Learning and teaching by making
In previous item I was noticing that the maker of a medieval font didn't try to draw K and W because they weren't in classical Latin. But real scribes weren't writing classical Latin. They were using Latin as a framework for a mix of local languages, and they included the local character set where necessary. Following a theoretical assumption led the fontmaker astray.
While 'building' and animating these old devices, curiosity always drives me to understand the culture and feelings of the era when they were made and used. I'm learning a lot of history, including some
fairly important and
rarely written history,
AS A SIDELINE.
If I tried to read about these times and places in the usual history text, I wouldn't learn anything because
THERE ISN'T ANY FUCKING INFORMATION in the usual history text. The usual history text is a list of battles and generals. Battles and generals have NOTHING TO DO with history.
I'm a
fake artist using 3d software. I've noticed a similar tendency in the
real artists who draw anime-style cartoons with real pencils. They often situate their characters in a specific time and place, and they end up learning and teaching important things about the chosen time and place.

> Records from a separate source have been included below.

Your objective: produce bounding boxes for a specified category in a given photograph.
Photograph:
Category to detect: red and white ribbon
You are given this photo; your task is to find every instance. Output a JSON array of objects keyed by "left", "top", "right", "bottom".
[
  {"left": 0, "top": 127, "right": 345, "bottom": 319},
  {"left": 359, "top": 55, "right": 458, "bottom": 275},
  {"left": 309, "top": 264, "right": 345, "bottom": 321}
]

This is my most basic and constant theme, of course. Education by experience, education by making. No subjects, just work. If you want students to learn a certain type of information, arrange the work to
create curiosity about the certain type of information.
There are two extra advantages to experiential learning in history and "social studies".
1. Learning by curiosity puts you in touch with the lives of real people, not the lives of the
leaders and generals.
2. Learning by curiosity gives you practice in the actual
WORK OF A HISTORIAN. You're not doing any historian work when you memorize the battle scheme of the Peloponnesian War. You're just being a dumb computer. When you're trying to understand the background of what you're drawing or making, you explore original sources outside the filter of historians and propagandists.